Yelling at kids has gotten a bad rap in the parenting world recently – and with good reason.
There are plenty of articles (like this one from Kidlutions) telling us why we shouldn’t yell at our kids. There are harmful effects for the present and the future when we routinely yell at our children.
There are also plenty of articles (like this one from Amanda at Dirt & Boogers) about how to stop yelling at your kids. I’ve seen a lot of articles like this, giving tips, finding your triggers, exploring alternate means of communicating. There is a TON of information out there about why yelling at kids is bad, and how to stop.
This is great! I totally agree that yelling at kids does not make for a good family atmosphere, and it’s definitely not the more effective method of communication between any two human beings.
That being said, I have another reason why you shouldn’t yell at your kids. I would also like to propose that there is an appropriate time and place to yell. And the two go hand in hand.
Growing up, my parents didn’t yell at me. I hardly ever remember them even raising their voices in the slightest. They didn’t have to, because they had taught me to be obedient. I listened to them, out of love and a desire to obey, and also because I knew that there would be consequences if I didn’t.
But there was one circumstance under which they would yell at me.
When I was in danger.
(bear with me, I’m about to use some psychology terms)
You see, the human body reacts to loud sounds with a startle response. This is the beginning of the fight-or-flight response brought on by your sympathetic nervous system recognizing a potential threat.

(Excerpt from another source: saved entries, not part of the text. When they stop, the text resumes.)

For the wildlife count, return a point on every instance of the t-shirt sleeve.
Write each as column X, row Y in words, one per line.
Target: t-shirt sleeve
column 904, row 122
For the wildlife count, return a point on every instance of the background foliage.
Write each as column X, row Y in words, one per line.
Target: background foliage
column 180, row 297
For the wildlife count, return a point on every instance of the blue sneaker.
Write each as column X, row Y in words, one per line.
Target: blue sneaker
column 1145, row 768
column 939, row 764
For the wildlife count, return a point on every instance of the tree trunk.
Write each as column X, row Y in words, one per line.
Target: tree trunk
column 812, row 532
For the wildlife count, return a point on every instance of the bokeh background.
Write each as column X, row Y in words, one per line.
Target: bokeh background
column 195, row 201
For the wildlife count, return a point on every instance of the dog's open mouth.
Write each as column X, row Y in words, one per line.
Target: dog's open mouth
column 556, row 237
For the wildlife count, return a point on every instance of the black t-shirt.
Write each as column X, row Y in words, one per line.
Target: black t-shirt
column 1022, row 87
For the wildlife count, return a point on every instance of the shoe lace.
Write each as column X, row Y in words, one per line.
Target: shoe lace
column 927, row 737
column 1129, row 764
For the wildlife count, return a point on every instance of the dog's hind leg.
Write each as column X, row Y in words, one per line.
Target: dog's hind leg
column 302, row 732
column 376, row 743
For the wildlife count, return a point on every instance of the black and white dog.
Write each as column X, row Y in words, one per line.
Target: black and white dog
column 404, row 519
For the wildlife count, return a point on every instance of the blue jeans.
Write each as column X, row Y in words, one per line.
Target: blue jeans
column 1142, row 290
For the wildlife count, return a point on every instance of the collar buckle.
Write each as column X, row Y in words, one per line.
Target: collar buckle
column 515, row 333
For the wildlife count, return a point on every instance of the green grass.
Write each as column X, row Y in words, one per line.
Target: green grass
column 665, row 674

When we yell at a child, their body automatically prepares to face danger. What happens if we yell at our child regularly? For the first while, they experience chronic stress. The sympathetic nervous system elevates heart rate, slows down digestion, and floods the brain with hormones that stimulate and energize the body. When this continues going on for longer than the body needs, it can lead to heart problems, digestive problems, sleep disruption, and issues with memory and learning.
But eventually, they become desensitized to the your yelling. This means that yelling at your child no longer elicits an immediate response. If you’re a chronic yeller, I’m sure you’ve seen this in your home.
So, all of that scientific jargon to say:
You should only yell at your kids if they are in danger.
Sometimes, you need them to stop – immediately. When your child is running into the road to fetch a ball, YELL. If you’re changing a diaper and you see Little Bobby about to bite Little Suzie, YELL. If you see your child putting their hand towards a hot stove burner and you aren’t close enough to snatch it away, YELL.
Yelling warns the child of danger, and evokes an immediate reaction.
If you yell at them regularly, they won’t know the difference between a routine lecture and an imminent threat.
When you save your yelling for times when there is a real hazard, your children will learn to trust that. They won’t ignore it.